Here is a syntax example:
"old" style TURN configuration - was stayed for backward compatibility, you can use it if you are using only one TURN server or in the case when each of your TURN servers has the equal user and password.
turn_server = turn:custom.turn.server1:1234;turn:custom.turn.server2:1234 turn_password = password1
Where:"turn" - service keyword
"user1" - the username
"turn:custom.turn.server1:1234" - turn server1 address and port
";" - sparating character for turn server1 and turn server2
"turn:custom.turn.server2:1234" - turn server 2 address and port
"password1" - password
"new" JSON style TURN configuration - was added with ability to use more than one TURN server, unlike "old" style string configuration you are able to set different users and passwords for TURN servers
[{"username": "User1","credential": "Password1","urls": ["turn:custom.turn.server1:1234"]},{"username": "User2","credential": "Password2","urls": ["turn:custom.turn.server2:1234"]}]
- In a registry
HKEY_CURRENT_USER\Software\Medialooks\WebRTC turn_server = turn:custom.turn.server1:1234;turn:custom.turn.server2:1234 turn_password = password1
Please note register configuration working only for a desktop application, it will not set TURN server for your web pages, for web pages you should use iceServers SimpleWebRTC object field or signaling server configuration files.
- Signaling server configuration files
..\SIGNALING SERVER\config\development.json ..\SIGNALING SERVER\config\production.json
With token
"turnservers": [
{
"urls": [ "turn:turn_ip:port" ],
"secret": "pass",
"expiry": 86400
}
]
or directly with user/password
"turnservers": [
{
"urls": [ "turn:turn_ip:port" ],
"username": "user",
"credential": "password"
}
]
- Code configuration IMProps Interface
-For desktop application using an "old" style TURN or JSON configuration strings
a) Via "old" style TURN configuration string
PropsSet("stun_server", "stun:stun.l.google.com:19302;stun:custom.stun.server:12345"); PropsSet("turn_server", "turn:custom.turn.server1:1234;turn:custom.turn.server2:1234"); PropsSet("turn_user", "User1"); PropsSet("turn_password", "Password1");
Please note in current case turn_user and turn_password should be equal for each turn_server.
b) Via JSON string - this will give you the opportunity to set different users and passwords for each server.

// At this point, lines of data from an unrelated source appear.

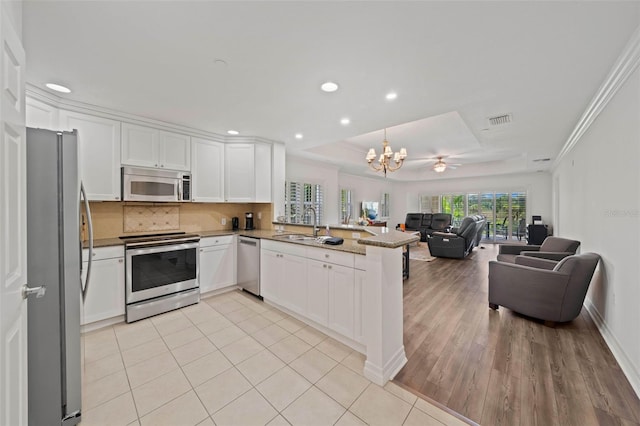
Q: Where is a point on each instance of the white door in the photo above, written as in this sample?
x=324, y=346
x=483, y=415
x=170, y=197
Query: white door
x=13, y=229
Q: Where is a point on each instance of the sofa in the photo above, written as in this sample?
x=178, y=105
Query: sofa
x=427, y=223
x=460, y=241
x=552, y=248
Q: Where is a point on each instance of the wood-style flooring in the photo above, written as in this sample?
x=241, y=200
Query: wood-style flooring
x=501, y=368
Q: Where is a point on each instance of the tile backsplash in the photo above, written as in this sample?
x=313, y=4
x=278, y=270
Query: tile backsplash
x=112, y=219
x=151, y=218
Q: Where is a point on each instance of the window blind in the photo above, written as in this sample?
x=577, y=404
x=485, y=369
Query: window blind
x=298, y=197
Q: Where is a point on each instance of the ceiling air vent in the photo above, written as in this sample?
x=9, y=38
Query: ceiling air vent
x=499, y=120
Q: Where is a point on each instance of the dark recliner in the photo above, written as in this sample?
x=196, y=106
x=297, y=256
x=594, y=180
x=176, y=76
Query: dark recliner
x=440, y=222
x=459, y=242
x=552, y=248
x=413, y=221
x=427, y=223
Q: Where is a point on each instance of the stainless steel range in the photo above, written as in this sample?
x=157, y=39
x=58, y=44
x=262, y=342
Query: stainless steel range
x=162, y=273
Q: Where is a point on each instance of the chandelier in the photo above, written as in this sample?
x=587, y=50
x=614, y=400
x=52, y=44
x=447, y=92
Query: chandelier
x=384, y=162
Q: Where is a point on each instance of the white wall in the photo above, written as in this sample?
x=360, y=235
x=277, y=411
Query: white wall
x=598, y=203
x=536, y=185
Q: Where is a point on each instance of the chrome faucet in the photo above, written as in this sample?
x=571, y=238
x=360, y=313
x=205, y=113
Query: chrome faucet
x=315, y=228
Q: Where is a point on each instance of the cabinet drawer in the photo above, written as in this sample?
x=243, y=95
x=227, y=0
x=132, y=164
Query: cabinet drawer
x=101, y=253
x=288, y=248
x=331, y=256
x=216, y=241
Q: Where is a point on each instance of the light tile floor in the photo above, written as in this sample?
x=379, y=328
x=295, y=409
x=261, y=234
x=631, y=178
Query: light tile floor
x=234, y=360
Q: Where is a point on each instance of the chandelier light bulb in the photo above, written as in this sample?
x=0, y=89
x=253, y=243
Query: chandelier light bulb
x=329, y=86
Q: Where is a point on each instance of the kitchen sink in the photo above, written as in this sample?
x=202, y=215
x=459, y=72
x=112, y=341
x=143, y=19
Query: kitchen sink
x=295, y=237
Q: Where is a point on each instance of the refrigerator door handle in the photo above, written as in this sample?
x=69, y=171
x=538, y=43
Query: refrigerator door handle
x=90, y=229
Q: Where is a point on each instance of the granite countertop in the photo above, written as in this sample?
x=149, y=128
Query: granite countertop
x=380, y=237
x=388, y=238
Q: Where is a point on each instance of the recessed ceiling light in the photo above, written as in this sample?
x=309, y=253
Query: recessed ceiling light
x=58, y=88
x=329, y=86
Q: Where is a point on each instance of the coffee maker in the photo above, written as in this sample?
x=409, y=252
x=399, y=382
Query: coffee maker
x=248, y=221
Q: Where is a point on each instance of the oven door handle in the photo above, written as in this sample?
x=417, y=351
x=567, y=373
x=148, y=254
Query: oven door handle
x=135, y=249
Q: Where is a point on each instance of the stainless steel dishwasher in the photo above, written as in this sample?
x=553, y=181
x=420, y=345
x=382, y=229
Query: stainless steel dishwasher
x=249, y=264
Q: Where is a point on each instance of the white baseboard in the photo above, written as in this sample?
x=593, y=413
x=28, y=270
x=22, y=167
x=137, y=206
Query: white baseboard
x=619, y=354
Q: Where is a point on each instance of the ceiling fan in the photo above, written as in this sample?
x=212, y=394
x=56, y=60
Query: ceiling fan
x=439, y=165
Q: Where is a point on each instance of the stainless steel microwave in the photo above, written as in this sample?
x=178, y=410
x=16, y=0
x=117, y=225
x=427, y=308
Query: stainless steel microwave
x=140, y=184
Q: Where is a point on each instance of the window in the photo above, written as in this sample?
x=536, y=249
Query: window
x=384, y=205
x=455, y=205
x=298, y=197
x=429, y=204
x=346, y=206
x=505, y=212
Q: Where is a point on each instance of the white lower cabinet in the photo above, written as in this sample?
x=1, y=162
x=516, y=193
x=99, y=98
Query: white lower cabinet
x=293, y=287
x=341, y=300
x=270, y=274
x=320, y=284
x=358, y=325
x=105, y=294
x=283, y=275
x=318, y=291
x=217, y=263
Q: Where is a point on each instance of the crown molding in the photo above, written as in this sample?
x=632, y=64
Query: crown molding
x=51, y=99
x=624, y=66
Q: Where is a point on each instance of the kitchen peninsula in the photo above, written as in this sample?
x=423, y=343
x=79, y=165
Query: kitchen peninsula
x=352, y=292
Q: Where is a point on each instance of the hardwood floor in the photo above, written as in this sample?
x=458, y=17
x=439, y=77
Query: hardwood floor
x=501, y=368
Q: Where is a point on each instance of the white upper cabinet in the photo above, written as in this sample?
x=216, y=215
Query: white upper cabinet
x=207, y=171
x=247, y=172
x=175, y=151
x=277, y=179
x=263, y=173
x=239, y=179
x=148, y=147
x=98, y=153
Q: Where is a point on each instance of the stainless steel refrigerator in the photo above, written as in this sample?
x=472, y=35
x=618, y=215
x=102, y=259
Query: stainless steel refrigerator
x=53, y=262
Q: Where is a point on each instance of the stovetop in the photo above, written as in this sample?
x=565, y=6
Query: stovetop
x=168, y=236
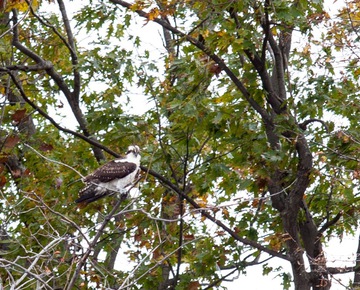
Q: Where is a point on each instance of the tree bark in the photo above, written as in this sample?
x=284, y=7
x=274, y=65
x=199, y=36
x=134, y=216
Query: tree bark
x=357, y=267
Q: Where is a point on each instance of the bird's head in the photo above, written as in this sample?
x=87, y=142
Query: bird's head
x=134, y=149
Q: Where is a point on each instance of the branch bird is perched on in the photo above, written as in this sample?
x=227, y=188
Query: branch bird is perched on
x=116, y=176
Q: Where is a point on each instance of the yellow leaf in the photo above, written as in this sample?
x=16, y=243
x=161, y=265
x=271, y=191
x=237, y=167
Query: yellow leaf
x=154, y=13
x=20, y=5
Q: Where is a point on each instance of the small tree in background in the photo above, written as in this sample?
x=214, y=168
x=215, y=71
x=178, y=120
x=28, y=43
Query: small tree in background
x=249, y=144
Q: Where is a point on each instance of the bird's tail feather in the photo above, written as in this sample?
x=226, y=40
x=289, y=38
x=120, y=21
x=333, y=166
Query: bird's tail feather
x=89, y=194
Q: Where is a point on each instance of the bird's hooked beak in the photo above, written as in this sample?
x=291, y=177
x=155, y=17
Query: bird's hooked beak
x=133, y=149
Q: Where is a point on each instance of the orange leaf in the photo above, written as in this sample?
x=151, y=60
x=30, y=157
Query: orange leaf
x=194, y=285
x=2, y=180
x=154, y=13
x=46, y=147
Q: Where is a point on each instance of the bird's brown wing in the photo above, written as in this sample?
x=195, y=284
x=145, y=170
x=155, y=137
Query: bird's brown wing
x=110, y=171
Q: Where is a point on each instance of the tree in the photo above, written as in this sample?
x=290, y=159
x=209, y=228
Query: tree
x=243, y=157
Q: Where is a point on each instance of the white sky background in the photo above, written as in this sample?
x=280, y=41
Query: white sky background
x=339, y=254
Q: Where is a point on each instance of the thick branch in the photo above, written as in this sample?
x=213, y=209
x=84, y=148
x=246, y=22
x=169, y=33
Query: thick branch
x=207, y=51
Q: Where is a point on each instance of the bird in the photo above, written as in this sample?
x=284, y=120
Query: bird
x=116, y=176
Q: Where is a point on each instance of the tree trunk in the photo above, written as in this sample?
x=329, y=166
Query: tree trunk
x=356, y=284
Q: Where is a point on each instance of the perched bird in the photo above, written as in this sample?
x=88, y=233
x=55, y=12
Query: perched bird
x=116, y=176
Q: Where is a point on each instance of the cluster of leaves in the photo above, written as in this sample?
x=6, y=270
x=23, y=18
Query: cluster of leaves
x=200, y=133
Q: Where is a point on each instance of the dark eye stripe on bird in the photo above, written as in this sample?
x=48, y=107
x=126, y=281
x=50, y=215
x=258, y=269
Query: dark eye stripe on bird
x=114, y=176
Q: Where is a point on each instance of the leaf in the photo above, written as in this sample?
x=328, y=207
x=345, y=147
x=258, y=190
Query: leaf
x=18, y=115
x=46, y=147
x=194, y=285
x=11, y=141
x=2, y=180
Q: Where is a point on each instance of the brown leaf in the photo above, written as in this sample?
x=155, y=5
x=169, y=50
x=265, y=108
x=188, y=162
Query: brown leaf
x=46, y=147
x=189, y=237
x=11, y=141
x=58, y=182
x=2, y=180
x=18, y=115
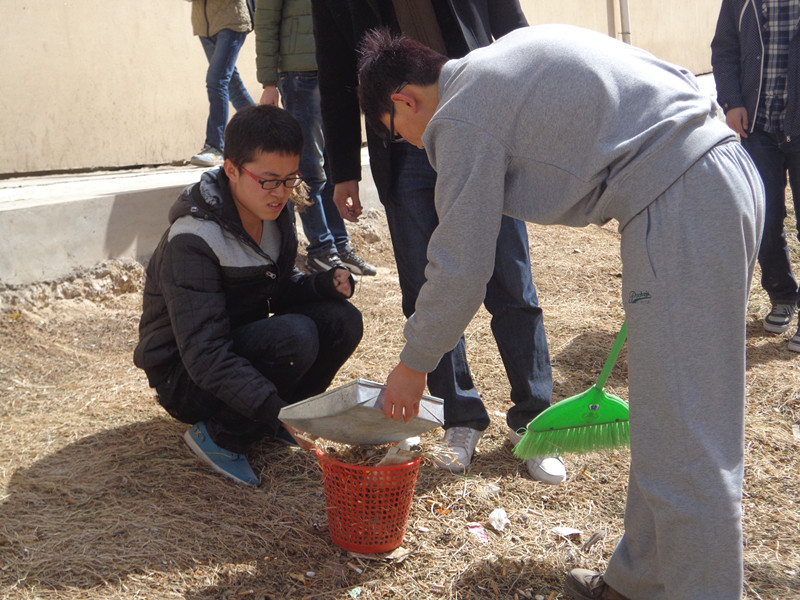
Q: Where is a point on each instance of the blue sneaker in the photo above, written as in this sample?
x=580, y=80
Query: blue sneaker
x=223, y=461
x=284, y=437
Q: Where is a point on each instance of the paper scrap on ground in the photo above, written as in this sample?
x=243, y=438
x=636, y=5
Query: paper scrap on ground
x=566, y=531
x=498, y=519
x=477, y=530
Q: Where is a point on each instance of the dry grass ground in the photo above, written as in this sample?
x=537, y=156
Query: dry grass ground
x=99, y=498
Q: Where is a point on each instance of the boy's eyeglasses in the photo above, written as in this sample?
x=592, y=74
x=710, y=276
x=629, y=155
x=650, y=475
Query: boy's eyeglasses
x=393, y=137
x=272, y=184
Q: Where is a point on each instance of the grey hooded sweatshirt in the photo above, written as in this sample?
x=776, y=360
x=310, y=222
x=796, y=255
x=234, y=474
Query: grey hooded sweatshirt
x=551, y=124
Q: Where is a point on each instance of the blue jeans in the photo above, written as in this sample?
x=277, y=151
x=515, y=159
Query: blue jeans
x=223, y=82
x=517, y=323
x=299, y=352
x=775, y=156
x=322, y=223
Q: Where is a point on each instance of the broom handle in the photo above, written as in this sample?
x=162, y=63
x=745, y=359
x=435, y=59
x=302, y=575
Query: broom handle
x=612, y=357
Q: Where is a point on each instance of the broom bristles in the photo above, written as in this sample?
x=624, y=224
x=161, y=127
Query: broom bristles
x=573, y=440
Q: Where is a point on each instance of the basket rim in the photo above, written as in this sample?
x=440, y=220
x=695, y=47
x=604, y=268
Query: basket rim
x=326, y=458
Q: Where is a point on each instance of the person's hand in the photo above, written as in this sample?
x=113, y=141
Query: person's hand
x=404, y=388
x=270, y=95
x=736, y=118
x=345, y=196
x=341, y=281
x=302, y=441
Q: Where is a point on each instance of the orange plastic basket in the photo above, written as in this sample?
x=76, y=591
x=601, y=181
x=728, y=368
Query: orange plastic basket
x=368, y=506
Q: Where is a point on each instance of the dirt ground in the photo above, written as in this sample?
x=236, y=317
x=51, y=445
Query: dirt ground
x=99, y=498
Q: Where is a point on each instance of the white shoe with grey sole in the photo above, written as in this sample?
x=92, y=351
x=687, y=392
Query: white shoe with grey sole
x=548, y=469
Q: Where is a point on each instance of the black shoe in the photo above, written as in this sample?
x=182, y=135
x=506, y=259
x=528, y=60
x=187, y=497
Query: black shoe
x=317, y=264
x=780, y=317
x=355, y=264
x=582, y=584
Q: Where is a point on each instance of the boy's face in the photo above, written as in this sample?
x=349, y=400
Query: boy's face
x=254, y=203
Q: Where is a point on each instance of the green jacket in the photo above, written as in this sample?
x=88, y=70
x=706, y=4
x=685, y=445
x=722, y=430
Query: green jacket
x=284, y=38
x=209, y=17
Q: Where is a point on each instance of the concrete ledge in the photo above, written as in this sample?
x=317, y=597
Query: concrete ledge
x=50, y=226
x=53, y=225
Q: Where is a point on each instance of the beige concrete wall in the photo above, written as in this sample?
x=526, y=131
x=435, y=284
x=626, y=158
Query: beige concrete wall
x=91, y=84
x=679, y=31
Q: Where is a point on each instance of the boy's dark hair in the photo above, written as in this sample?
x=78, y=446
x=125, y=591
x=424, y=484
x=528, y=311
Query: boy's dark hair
x=263, y=128
x=386, y=62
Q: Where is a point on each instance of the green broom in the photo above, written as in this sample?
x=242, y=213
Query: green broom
x=592, y=420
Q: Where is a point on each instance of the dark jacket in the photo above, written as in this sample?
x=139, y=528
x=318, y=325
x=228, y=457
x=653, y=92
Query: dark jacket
x=737, y=58
x=206, y=278
x=339, y=26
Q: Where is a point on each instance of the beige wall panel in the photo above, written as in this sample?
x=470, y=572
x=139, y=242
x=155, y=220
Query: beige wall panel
x=679, y=31
x=90, y=84
x=592, y=14
x=93, y=84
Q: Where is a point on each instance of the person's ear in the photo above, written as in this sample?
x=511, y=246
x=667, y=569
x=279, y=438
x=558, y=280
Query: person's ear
x=408, y=99
x=231, y=170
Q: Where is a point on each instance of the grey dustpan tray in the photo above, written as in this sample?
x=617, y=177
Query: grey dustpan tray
x=352, y=414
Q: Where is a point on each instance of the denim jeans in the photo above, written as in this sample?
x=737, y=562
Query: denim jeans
x=511, y=300
x=322, y=223
x=774, y=157
x=223, y=82
x=299, y=352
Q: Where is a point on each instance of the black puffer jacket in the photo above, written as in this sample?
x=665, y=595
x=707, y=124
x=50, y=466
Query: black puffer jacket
x=206, y=278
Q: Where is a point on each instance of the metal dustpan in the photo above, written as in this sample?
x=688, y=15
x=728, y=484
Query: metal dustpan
x=353, y=414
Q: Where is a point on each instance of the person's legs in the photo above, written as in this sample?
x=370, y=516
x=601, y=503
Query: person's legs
x=518, y=326
x=299, y=353
x=772, y=162
x=339, y=329
x=411, y=216
x=694, y=247
x=300, y=95
x=222, y=51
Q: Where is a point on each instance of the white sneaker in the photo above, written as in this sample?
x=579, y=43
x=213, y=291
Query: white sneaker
x=207, y=157
x=548, y=469
x=461, y=443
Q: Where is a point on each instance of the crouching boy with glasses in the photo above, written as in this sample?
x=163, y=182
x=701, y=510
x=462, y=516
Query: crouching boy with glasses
x=230, y=330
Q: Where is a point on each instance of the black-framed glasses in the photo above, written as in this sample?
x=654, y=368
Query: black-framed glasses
x=272, y=184
x=393, y=137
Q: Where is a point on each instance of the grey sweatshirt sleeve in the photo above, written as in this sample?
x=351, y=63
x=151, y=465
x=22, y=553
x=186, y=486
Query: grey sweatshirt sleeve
x=470, y=169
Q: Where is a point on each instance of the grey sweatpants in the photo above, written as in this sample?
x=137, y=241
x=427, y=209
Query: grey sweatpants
x=687, y=264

PropsSet("stun_server", "[{"url": "stun:stun.l.google.com:19302"},{"url": "stun:custom.stun.server:12345"}] "); PropsSet("turn_server", "[{"username": "User1","credential": "Password1","urls": ["turn:custom.turn.server1:1234"]},{"username": "User2","credential": "Password2","urls": ["turn:custom.turn.server2:1234"]}]");
-For Web pages
Stun/Turn configuration available via iceServers
var webrtc = new SimpleWebRTC({ target: targetId, url: signalingServer, iceServers: [{url: "stun:stun.l.google.com:19302"},{url: "stun:custom.stun.server:12345"},{username: "User1", credential: "Password1", urls: ["turn:custom.turn.server1:1234"]}, {username: "User2", credential: "Password2", urls: ["turn:custom.turn.server2:1234"]}], localVideoEl: , remoteVideosEl: , autoRequestMedia: false, debug: false, detectSpeakingEvents: true, autoAdjustMic: false });
Important!
TURN server consumes a lot of traffic and calculation power because it has to transmit the media content between the peers. Make sure that you have a powerful hardware and wide traffic bandwidth to manage this task.